Starting with 1 mole at pressure $$p$$, at equilibrium: $$AB_2$$: $$1-x$$, $$AB$$: $$x$$, $$B_2$$: $$x/2$$.

Total moles $$\approx 1$$ (since $$x \ll 1$$). Partial pressures: $$p_{AB} \approx xp$$, $$p_{B_2} \approx xp/2$$, $$p_{AB_2} \approx p$$.

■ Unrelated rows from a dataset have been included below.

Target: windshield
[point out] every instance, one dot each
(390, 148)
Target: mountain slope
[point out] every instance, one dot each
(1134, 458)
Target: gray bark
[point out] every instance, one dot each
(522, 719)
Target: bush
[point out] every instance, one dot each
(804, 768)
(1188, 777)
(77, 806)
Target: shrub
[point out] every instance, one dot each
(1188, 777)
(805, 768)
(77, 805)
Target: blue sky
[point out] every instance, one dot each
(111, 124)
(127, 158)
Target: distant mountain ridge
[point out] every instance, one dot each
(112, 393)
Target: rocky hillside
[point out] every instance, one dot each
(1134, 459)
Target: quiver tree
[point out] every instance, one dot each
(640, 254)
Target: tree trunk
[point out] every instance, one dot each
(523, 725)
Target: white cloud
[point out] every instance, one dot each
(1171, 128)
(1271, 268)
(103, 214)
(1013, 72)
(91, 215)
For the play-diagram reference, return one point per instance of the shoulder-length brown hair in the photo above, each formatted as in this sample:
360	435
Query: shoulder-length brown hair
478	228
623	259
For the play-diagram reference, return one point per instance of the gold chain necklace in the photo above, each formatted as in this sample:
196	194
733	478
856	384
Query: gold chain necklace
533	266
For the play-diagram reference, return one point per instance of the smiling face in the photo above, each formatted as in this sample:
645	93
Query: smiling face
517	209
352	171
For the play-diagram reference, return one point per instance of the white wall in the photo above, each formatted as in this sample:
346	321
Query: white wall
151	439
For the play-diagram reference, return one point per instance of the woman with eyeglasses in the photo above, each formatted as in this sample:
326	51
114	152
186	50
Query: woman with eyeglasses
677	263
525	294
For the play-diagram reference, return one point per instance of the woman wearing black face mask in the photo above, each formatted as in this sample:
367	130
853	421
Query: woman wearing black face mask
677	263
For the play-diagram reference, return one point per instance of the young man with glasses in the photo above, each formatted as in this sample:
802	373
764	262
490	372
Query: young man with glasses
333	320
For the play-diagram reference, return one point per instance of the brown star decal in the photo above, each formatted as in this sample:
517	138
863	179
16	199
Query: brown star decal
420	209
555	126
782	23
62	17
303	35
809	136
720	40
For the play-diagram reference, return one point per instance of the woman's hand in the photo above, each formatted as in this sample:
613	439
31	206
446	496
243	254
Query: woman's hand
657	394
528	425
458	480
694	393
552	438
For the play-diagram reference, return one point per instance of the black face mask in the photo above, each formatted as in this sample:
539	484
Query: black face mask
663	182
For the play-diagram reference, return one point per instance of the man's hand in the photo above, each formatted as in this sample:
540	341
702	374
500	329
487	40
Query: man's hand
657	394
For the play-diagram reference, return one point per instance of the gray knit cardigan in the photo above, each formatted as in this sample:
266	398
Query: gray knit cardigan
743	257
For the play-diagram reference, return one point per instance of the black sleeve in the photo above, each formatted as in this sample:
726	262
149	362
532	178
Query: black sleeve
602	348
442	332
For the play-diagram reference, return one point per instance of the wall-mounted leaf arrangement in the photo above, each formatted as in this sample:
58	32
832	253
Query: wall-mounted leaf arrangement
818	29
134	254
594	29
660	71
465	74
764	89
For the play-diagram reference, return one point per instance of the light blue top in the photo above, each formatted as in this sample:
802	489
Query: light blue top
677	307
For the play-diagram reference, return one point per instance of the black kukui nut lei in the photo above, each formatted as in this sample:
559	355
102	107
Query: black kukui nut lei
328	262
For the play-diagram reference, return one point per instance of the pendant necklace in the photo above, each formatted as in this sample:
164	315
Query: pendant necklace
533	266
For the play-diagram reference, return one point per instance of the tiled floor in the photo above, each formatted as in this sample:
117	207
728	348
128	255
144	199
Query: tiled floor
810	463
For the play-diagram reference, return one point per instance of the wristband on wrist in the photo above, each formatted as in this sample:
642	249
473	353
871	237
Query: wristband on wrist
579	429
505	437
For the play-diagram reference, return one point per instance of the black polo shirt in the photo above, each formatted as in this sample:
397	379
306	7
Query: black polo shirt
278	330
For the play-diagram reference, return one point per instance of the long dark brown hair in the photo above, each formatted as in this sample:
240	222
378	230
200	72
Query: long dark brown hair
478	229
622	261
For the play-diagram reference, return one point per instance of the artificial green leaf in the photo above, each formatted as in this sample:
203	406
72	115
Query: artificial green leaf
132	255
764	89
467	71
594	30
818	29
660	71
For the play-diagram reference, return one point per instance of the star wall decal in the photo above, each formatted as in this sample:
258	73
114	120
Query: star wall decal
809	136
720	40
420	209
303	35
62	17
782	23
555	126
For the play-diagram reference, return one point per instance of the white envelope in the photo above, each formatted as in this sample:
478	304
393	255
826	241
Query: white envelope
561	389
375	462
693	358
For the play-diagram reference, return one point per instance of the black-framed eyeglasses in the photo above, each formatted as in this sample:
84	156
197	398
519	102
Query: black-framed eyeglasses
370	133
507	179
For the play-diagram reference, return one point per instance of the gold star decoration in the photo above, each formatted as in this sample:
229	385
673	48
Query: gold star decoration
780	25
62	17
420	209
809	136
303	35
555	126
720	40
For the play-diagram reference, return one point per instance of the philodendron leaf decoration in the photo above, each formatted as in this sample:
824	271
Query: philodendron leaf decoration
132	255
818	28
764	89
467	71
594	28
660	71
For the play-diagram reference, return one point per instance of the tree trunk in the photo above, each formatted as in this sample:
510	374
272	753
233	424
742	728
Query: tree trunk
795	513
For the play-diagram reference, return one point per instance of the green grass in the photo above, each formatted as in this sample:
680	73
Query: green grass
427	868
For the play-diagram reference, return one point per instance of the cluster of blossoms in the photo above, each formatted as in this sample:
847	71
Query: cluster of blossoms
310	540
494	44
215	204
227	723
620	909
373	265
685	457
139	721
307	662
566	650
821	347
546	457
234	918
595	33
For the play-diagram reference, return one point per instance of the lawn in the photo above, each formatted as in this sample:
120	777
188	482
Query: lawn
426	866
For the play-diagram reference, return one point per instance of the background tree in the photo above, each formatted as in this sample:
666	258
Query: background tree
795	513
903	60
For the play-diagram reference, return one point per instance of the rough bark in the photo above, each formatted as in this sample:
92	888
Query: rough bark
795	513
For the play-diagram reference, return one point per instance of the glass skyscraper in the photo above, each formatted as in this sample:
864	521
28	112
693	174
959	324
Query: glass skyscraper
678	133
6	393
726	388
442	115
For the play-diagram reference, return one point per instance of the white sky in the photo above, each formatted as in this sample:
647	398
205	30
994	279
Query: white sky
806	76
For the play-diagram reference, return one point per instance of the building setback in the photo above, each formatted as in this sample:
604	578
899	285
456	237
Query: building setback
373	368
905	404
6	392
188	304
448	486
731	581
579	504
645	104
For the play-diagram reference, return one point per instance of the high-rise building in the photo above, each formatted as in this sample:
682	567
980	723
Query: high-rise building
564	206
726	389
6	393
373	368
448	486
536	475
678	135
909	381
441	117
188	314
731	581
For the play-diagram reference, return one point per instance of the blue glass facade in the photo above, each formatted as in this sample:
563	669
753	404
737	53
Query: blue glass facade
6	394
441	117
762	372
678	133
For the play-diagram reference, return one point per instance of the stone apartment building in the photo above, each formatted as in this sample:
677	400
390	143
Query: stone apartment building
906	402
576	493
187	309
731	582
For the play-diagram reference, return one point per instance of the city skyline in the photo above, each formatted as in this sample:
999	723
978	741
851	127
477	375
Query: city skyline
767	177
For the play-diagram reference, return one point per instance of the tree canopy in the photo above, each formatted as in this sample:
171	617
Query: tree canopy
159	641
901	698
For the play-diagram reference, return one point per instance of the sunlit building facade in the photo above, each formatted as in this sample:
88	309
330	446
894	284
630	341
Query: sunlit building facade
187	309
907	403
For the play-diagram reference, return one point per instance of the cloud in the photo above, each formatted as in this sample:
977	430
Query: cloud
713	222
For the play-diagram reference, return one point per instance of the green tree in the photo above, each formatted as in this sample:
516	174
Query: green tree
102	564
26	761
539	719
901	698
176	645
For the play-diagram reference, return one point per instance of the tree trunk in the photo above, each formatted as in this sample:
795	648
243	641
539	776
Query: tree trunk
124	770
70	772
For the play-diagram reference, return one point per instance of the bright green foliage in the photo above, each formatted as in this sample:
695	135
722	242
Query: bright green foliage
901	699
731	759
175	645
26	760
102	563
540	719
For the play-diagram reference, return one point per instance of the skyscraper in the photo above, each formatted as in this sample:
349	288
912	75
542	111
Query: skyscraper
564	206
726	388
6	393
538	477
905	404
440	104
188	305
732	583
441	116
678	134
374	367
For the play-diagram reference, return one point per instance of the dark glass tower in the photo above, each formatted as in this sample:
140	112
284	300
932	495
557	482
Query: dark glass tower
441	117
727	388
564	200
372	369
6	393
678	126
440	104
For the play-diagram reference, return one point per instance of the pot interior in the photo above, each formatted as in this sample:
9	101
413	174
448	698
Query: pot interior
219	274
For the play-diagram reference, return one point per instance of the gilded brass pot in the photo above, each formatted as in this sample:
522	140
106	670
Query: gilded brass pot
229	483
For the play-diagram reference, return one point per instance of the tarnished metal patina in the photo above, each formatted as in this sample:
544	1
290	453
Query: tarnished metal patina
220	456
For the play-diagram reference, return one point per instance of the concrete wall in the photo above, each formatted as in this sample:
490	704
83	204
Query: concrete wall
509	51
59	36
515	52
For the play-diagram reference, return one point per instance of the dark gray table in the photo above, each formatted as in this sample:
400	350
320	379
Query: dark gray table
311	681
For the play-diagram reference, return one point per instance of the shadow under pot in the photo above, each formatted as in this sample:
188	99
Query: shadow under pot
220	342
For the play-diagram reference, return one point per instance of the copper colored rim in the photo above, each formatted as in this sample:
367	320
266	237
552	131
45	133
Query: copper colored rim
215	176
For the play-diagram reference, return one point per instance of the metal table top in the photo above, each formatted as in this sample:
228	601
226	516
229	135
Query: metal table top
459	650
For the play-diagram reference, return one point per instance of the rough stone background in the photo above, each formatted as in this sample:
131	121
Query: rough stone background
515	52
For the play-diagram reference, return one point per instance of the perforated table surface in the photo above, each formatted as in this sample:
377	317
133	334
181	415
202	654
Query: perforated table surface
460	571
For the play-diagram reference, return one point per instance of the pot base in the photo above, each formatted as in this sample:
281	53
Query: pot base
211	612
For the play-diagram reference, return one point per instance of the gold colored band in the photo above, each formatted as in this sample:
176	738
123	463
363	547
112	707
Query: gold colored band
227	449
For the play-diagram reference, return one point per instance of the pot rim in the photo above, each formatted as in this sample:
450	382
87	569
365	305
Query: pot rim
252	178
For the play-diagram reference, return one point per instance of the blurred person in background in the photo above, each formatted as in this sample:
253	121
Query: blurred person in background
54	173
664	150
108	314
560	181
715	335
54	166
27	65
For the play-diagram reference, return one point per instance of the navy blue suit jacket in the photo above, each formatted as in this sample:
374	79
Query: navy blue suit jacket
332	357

$$K_p = \frac{p_{AB} \cdot p_{B_2}^{1/2}}{p_{AB_2}} \approx \frac{xp \cdot (xp/2)^{1/2}}{p} = \frac{x^{3/2} \sqrt{p}}{\sqrt{2}}$$

Squaring: $$K_p^2 = \frac{x^3 p}{2}$$, so $$x^3 = \frac{2K_p^2}{p}$$.

$$x = \left(\frac{2K_p^2}{p}\right)^{1/3} = \sqrt[3]{\frac{2K_p^2}{p}}$$

The correct answer is Option 3.